You walk up to the first floor where there are four large rooms, but on the left of the landing, here’s this huge funerary pot, around 6cBC.
Water sprouts on the wall.
Then I move into the first room. Here are some of the exhibits.
Then busts of various people such as Meander, Aphrodite, Zeus, Aphrodite, a Negro woman etc.
Household objects
Objects made out of bone for domestic use like knitting, handles, stylus, etc.
There was a small shrine of Artemis, around 480 BC. It contained all these clay statues of the goddess.
Behind this little wall in the middle of the room, is this pediment dating back to 500 BC.
And besides couple of displays, we move into the next room.
This is the Gorgon Pediment from the temple of Artemis. Huge baby. The temple must have been huge. Here are some of the closeup’s of the pediment.
This is the plaque below the pediment. I hope you can read it. I didnt know that Gorgon gave birth to Pegasus and Chrysaor.
A headless torso of Apollo on the passageway as I move to the next room.
Then moved into the 3rd room, these are bronze plates proclaiming foreigners who offered services to the city.
The next room is lined with more display cases with vases, implements and statutes which were found in various locations over Corfu.
A strange carving of a lion, 7th century BC.
Aphrodite.
More display cabinets on the sides of the room. Not well displayed I am afraid. But some of the pottery was exquisite.
I move back into the landing where these large funerary and storage jars are kept, plus this fascinating stele. Strangely enough, there is no description of what it is about.
Then I move into the last chamber (photography is prohibited here for some reason, but what the hell…)
Some stuff they found in tombs whose layout is shown on the wall.
A row of heads, found inside the graves. I wonder what they were for?
I found this strange, a bowl full of bones from an ancient cemetery. Why?

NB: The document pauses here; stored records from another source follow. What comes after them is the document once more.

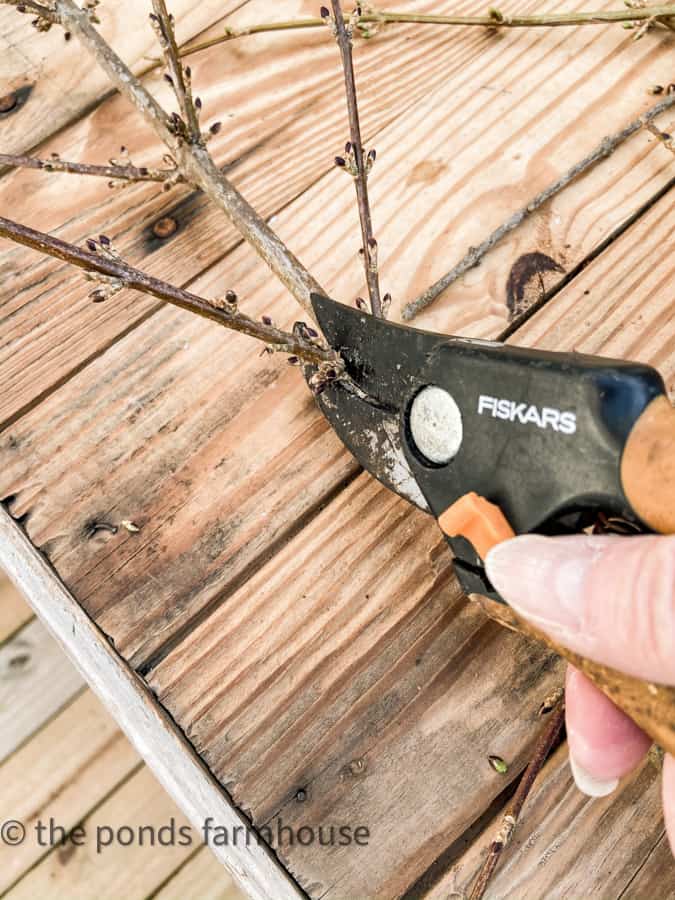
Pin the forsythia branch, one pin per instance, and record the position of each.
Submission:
(113, 274)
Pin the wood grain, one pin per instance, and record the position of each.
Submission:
(14, 611)
(649, 705)
(649, 880)
(615, 836)
(314, 650)
(57, 82)
(283, 125)
(364, 685)
(203, 877)
(148, 727)
(80, 872)
(36, 681)
(431, 188)
(63, 772)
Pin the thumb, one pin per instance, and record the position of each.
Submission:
(611, 599)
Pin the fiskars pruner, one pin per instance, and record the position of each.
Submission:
(495, 440)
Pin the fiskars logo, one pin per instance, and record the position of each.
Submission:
(527, 414)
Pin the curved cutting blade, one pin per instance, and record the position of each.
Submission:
(383, 360)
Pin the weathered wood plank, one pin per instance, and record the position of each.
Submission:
(203, 877)
(259, 719)
(194, 513)
(63, 772)
(613, 836)
(83, 871)
(150, 730)
(14, 611)
(36, 680)
(57, 519)
(428, 187)
(351, 670)
(650, 881)
(282, 106)
(57, 82)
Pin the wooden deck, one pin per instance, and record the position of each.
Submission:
(63, 759)
(282, 638)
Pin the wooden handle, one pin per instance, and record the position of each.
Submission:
(648, 466)
(651, 706)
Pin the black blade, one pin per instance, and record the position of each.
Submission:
(381, 357)
(383, 360)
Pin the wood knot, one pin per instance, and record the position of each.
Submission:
(8, 102)
(165, 227)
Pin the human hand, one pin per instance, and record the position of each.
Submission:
(611, 599)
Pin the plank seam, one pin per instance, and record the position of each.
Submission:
(149, 728)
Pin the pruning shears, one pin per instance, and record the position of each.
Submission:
(495, 440)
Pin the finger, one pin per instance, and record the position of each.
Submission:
(604, 744)
(668, 795)
(611, 599)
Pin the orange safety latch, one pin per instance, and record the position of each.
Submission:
(479, 521)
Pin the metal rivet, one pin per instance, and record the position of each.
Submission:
(8, 102)
(436, 424)
(165, 227)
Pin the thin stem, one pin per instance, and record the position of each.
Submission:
(38, 9)
(193, 160)
(601, 17)
(343, 37)
(665, 137)
(129, 277)
(117, 172)
(180, 79)
(542, 748)
(475, 254)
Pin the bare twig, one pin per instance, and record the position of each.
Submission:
(193, 160)
(665, 137)
(179, 78)
(44, 12)
(114, 274)
(343, 35)
(542, 748)
(600, 17)
(475, 254)
(129, 173)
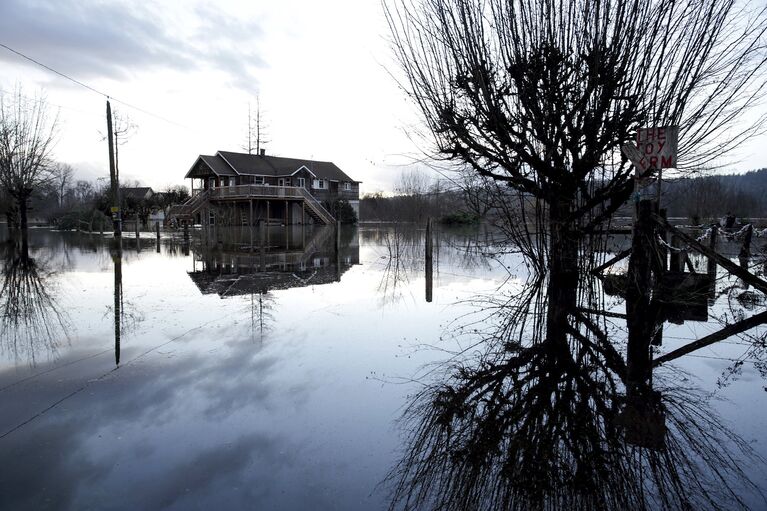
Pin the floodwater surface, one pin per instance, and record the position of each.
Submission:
(274, 374)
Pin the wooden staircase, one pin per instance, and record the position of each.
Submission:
(184, 213)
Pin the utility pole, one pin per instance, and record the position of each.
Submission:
(113, 176)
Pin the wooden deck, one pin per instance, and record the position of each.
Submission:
(240, 193)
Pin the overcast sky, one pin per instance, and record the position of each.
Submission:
(320, 69)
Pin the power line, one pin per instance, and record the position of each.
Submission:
(86, 86)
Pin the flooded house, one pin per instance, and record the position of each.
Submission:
(231, 188)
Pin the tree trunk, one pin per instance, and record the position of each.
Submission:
(563, 271)
(23, 224)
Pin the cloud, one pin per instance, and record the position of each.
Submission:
(88, 39)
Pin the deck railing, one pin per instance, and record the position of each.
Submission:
(254, 191)
(278, 192)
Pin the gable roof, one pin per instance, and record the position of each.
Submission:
(226, 163)
(136, 192)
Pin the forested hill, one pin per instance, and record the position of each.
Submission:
(743, 195)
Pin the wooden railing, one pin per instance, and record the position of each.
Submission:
(190, 207)
(255, 191)
(277, 192)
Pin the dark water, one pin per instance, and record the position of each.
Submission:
(274, 378)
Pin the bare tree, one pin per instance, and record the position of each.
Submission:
(62, 174)
(26, 142)
(541, 95)
(256, 128)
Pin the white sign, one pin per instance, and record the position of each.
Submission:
(655, 149)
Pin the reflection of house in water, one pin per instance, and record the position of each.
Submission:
(294, 257)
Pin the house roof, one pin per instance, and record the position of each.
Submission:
(226, 163)
(136, 192)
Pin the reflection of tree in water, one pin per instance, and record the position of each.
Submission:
(399, 258)
(540, 421)
(30, 319)
(261, 307)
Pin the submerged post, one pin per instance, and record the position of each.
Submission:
(745, 250)
(429, 276)
(138, 241)
(113, 176)
(676, 257)
(712, 245)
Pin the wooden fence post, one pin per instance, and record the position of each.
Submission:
(429, 268)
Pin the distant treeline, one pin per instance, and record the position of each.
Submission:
(743, 195)
(698, 199)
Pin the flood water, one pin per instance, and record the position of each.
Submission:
(286, 373)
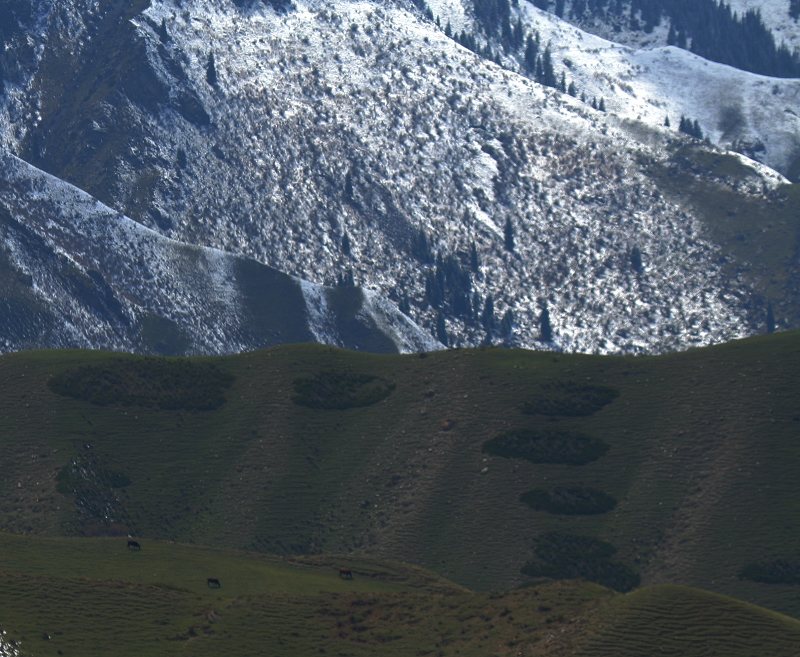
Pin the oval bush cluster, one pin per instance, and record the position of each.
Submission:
(338, 390)
(547, 446)
(165, 383)
(568, 556)
(568, 399)
(570, 500)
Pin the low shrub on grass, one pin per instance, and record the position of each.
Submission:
(170, 384)
(340, 390)
(546, 446)
(570, 400)
(567, 556)
(569, 501)
(777, 571)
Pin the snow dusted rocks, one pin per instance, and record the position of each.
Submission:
(324, 140)
(78, 274)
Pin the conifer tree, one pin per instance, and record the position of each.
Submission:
(508, 235)
(487, 316)
(507, 326)
(548, 72)
(770, 319)
(441, 329)
(211, 71)
(474, 261)
(545, 328)
(163, 34)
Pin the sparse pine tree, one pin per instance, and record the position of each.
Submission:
(211, 71)
(636, 260)
(672, 37)
(548, 72)
(545, 327)
(487, 316)
(441, 329)
(163, 34)
(507, 327)
(474, 261)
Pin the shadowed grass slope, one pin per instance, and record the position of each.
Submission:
(93, 597)
(701, 459)
(683, 622)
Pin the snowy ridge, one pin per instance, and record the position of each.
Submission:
(283, 137)
(775, 14)
(432, 138)
(102, 277)
(755, 114)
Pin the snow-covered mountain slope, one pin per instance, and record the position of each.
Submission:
(74, 273)
(355, 136)
(753, 114)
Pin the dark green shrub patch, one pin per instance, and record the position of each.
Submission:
(546, 446)
(566, 556)
(149, 382)
(570, 400)
(778, 571)
(569, 501)
(340, 390)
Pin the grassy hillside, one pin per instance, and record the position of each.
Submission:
(94, 597)
(475, 464)
(675, 620)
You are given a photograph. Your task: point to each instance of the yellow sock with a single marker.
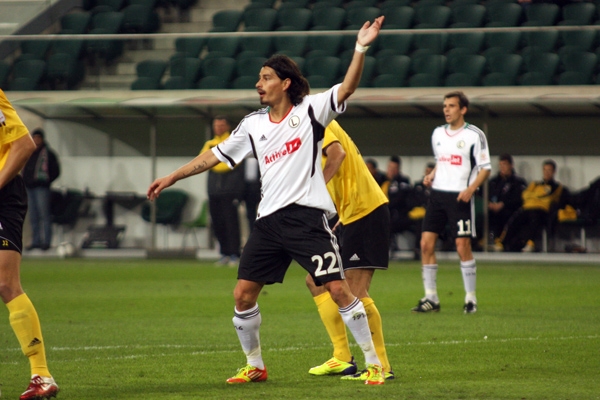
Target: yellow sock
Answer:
(330, 315)
(376, 332)
(26, 325)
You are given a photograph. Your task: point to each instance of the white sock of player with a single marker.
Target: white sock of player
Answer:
(355, 318)
(247, 324)
(429, 272)
(469, 271)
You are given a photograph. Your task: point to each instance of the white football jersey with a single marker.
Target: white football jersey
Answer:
(288, 152)
(459, 155)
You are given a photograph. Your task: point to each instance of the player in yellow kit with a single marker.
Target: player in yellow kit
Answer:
(365, 222)
(16, 145)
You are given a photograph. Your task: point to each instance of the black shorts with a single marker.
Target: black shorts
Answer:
(13, 207)
(365, 242)
(292, 233)
(443, 208)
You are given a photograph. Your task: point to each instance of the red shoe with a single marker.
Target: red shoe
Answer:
(249, 374)
(40, 388)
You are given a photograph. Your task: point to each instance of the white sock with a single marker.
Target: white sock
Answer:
(247, 324)
(429, 273)
(469, 271)
(355, 318)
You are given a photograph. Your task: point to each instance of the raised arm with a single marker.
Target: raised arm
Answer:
(367, 34)
(198, 165)
(20, 151)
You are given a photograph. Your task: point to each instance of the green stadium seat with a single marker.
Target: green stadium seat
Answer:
(249, 66)
(327, 66)
(503, 14)
(218, 73)
(400, 17)
(578, 14)
(328, 19)
(432, 17)
(226, 20)
(28, 75)
(290, 45)
(541, 14)
(75, 23)
(184, 73)
(468, 16)
(260, 20)
(391, 71)
(294, 19)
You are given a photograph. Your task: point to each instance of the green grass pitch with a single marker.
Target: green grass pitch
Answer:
(161, 329)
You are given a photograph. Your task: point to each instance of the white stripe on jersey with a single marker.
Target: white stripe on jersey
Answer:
(459, 156)
(288, 152)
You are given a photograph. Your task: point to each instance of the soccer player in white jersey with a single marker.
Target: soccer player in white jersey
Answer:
(462, 165)
(286, 138)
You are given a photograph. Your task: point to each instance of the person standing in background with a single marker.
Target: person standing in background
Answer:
(16, 146)
(225, 191)
(41, 170)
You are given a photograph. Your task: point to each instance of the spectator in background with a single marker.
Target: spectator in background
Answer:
(41, 170)
(372, 166)
(225, 191)
(540, 201)
(398, 190)
(251, 190)
(505, 191)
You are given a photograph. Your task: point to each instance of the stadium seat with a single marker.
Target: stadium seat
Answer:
(539, 68)
(105, 23)
(218, 73)
(28, 75)
(184, 72)
(188, 47)
(260, 20)
(468, 16)
(428, 70)
(391, 71)
(328, 19)
(327, 67)
(471, 42)
(432, 17)
(249, 66)
(255, 46)
(222, 46)
(75, 23)
(149, 74)
(502, 42)
(503, 14)
(290, 45)
(64, 71)
(294, 19)
(541, 14)
(578, 14)
(400, 17)
(394, 44)
(140, 19)
(226, 20)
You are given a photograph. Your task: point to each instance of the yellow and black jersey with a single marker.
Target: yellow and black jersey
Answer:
(11, 127)
(353, 189)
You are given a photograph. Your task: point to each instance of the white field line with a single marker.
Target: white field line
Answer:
(266, 350)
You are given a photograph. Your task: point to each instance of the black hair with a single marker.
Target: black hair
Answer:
(286, 68)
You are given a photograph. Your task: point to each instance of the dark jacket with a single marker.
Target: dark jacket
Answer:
(42, 168)
(507, 190)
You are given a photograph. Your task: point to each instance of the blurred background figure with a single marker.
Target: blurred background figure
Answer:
(41, 170)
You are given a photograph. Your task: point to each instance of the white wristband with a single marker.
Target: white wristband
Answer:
(360, 48)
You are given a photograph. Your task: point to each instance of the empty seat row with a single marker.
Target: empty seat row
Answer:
(430, 15)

Two large displays for coins.
Then moved back outside and down to the foyer of the museum where there are some displays.
This is the marble head of the roman empress Faustina, wife of Marcus Aurelius. 175 AD.
Fertility symbols, going back to 3200 BC.
Warriors in Bronze.
Corfu has had a brilliant history, going back to pre-Grecian times to the Roman times to the Scicilians to the Venetians to the French and then to the British and then to the Greeks, then to the Italians in WW2 and then the Germans in WW2 and then back to Greece after WW2.
Corfu has an amazing history, one big surprise to me was to learn how hard it fought against the Ottomans, perhaps more strongly and longer than the fight at Vienna. People remember Vienna and they remember Tours but very rarely people remember Corfu, the place which gave a bloody nose to the Ottomans, not just once but many times. Quite impressive indeed, for this tiny island to kick off the imperial Ottomans regularly. This was primarily because of the excellent fortifications that the Venetians did and is the subject of the next photo essay.